Il romanzo racconta il viaggio di un'antropologa milanese che si precipita in un immaginario paesino lucano così minuscolo che non figura nemmeno sulle carte geografiche e dal nome di stile calviniano, Palmira. Fondato da Patriarca Maggiore che lo ha subito popolato con le sue dieci mogli e i quaranta figli e battezzato col nome della sua prima donna. Tutto ciò che l'antropologa trova è ridotto in macerie, solo una falegnameria è rimasta in piedi e dentro, notte e giorno, mastro Gerusalemme fabbrica il mobilio per una sposa, l'ultima del paese. Sulle ante disegna le storie che si tramandano negli anni. I pannelli dei mobili sono l'unica testimonianza che Palmira sia esistita veramente e in essi si compie il destino di ogni uomo.

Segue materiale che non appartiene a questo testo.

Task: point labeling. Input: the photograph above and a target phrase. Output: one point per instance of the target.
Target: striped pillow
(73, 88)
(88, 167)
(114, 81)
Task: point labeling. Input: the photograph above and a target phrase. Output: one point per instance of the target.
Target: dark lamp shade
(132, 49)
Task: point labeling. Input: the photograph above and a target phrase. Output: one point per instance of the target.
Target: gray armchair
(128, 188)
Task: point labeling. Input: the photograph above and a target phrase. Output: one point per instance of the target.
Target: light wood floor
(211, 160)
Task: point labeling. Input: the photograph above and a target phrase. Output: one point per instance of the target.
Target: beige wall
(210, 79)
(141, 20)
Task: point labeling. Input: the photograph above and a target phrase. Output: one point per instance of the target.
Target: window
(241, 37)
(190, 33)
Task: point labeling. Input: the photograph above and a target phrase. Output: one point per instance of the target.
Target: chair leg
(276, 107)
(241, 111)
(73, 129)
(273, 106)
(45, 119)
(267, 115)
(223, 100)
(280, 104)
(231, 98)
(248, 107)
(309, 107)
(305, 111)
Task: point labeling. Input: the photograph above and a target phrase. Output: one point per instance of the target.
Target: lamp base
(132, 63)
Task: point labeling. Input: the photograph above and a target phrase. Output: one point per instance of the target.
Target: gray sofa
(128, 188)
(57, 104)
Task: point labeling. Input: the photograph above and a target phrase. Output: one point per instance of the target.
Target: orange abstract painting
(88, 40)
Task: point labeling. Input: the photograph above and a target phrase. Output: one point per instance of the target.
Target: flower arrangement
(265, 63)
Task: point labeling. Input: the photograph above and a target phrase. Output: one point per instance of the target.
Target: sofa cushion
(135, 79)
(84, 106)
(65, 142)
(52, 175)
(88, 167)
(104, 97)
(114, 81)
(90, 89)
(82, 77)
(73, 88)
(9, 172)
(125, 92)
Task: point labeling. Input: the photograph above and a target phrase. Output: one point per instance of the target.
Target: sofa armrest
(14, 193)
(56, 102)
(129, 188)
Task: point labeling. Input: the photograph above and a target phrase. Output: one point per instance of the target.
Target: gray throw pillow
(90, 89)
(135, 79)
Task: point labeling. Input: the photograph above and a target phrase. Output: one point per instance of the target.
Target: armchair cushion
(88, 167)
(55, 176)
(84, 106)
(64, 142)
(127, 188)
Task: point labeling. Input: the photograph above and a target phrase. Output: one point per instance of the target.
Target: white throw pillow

Il racconto – attraverso le parole di mastro Gerusalemme – è fatto di ricordi, di sapori e di odori antichi ma è anche intriso di leggende e tradizioni popolari, quelle dove la realtà e il sogno si confondono, dove, addirittura, il mondo degli abitanti di Palmira si unisce ad un altro popolato da persone che non ci sono più ma che sono tanto vive nel ricordo da diventarlo in alcuni momenti anche realmente. È la tradizione popolare che emerge e che non ha nulla di razionale tanto che agli interrogativi espressi e mal celati dell’antropologa ai quali Mastro Gerusalemme risponde con le parole “Dottoressa Pettelunga avete la scienza dalla vostra parte. Usatela” lei stessa pensa che avrebbe dovuto rispondergli “Ma la scienza non arriva dove arrivano i sogni”.

Dove arriva la vita vera e dove la vita sognata, immaginata, raccontata dalle credenze popolari? Questa è una delle proposte dell’autore che con dolcezza e romantiche suggestioni riesce a descrivere anche i momenti crudeli di una delle tante tragedie naturali che ha colpito il nostro paese.

A questo punto buona lettura! E per quanto riguarda la candidatura al premio Campiello non ci resta che augurare all'autore... in bocca al Lupo!!